Rule 4: Am I speaking with intent to praise or to damn the group that the word targets? If to praise, I am out of touch even if I'm not malicious, and I'm possibly still a racist. If to damn, then I am probably both malicious and racist—and will certainly be taken to be.
To put these rules into practice, consider the use of “Chinaman” in the title of my book. The phrase originated in the 1850s when Chinese immigrant laborers were given the most dangerous and thankless tasks in building America’s railroads and mining its mountains, such that their chances of survival were often slim to none. It entered into the lexicon like “Indian giver” or “Welshing on a promise”—colorful ways to couple undesirable behavior and undesirable ethnicity.
It's been a long time since the phrase was in common usage. But I myself am what used to be called a “Chinaman” (Rule 1). I am aware that it's been used a slur (Rule 2). And I am indeed mocking the slur by reappropriating it and using it about myself (Rule 3).

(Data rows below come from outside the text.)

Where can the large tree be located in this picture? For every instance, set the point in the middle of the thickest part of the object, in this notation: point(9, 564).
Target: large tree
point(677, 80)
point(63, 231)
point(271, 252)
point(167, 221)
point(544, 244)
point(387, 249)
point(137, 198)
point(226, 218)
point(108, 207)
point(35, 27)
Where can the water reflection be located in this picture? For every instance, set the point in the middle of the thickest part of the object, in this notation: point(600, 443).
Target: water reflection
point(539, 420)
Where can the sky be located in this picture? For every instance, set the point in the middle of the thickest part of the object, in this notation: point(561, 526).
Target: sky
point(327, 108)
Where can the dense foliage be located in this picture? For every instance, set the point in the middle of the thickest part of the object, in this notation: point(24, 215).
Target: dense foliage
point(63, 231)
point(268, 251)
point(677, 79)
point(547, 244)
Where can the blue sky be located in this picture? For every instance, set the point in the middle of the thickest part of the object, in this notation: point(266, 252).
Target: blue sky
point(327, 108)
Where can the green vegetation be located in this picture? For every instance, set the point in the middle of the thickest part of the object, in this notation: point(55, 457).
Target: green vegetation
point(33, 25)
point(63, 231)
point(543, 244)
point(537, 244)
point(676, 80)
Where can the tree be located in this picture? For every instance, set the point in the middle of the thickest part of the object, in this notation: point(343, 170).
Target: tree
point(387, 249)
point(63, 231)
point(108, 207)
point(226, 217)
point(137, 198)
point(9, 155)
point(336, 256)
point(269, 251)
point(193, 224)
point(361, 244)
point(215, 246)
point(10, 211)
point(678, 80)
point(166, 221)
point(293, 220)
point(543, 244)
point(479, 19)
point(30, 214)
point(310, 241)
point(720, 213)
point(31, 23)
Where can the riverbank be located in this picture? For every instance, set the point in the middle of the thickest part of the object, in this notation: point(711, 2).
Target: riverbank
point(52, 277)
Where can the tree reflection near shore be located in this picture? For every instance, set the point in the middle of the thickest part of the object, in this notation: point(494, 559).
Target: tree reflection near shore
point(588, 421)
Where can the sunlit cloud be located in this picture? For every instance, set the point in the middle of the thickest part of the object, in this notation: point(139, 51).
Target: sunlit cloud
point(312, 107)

More precisely, I am using it with irony and paying homage to my immigrant father’s ironic sense of humor. Chao-hua Liu was a sponge for American idiom and slang when he came here in the late 1950s. Somewhere along the way he learned this phrase, realized it was to be used against him and his kind, and decided to defang it by applying it to trivial everyday situations: “The Yankees have a Chinaman's chance of coming back in the ninth inning,” he'd say when I was a kid. Or if it was almost closing time at Shop-Rite, “You have a Chinaman's chance of getting there on time!” He taught me how wit can neuter malice—how new Americans can repurpose the language, taking control of words meant to control.
I recently was told another such story about Wing Luke, the first Asian American elected to the Seattle City Council (or to any office in the entire Northwest) in 1962. When he was running, a white politico told him he didn't have a Chinaman's chance of winning the election. Luke replied, without missing a beat, “On the contrary—I am the only one with a Chinaman's chance.” That’s how you upend a racist.
In a similar vein, consider that the ABC network recently greenlit a sitcom for 2015 called Fresh Off the Boat, based on the irreverent memoir of celebrity restaurateur, chef, and television personality Eddie Huang. As Huang was aware when he wrote his book, “fresh off the boat” or “FOB” has long been used by native-born Americans to insult new immigrants who seem crudely unassimilated. But among some Asian Americans, it’s also used sarcastically, even playfully.
So Huang now reclaims “FOB” to make light of the way it has been used. That nuance may be lost on some who will watch the sitcom. But this is how race talk evolves. And as Ta-Nehisi Coates has written perceptively about “nigger,” the fact that some people will miss the nuance of how a community reclaims a word about itself is no justification for barring the community from using the word.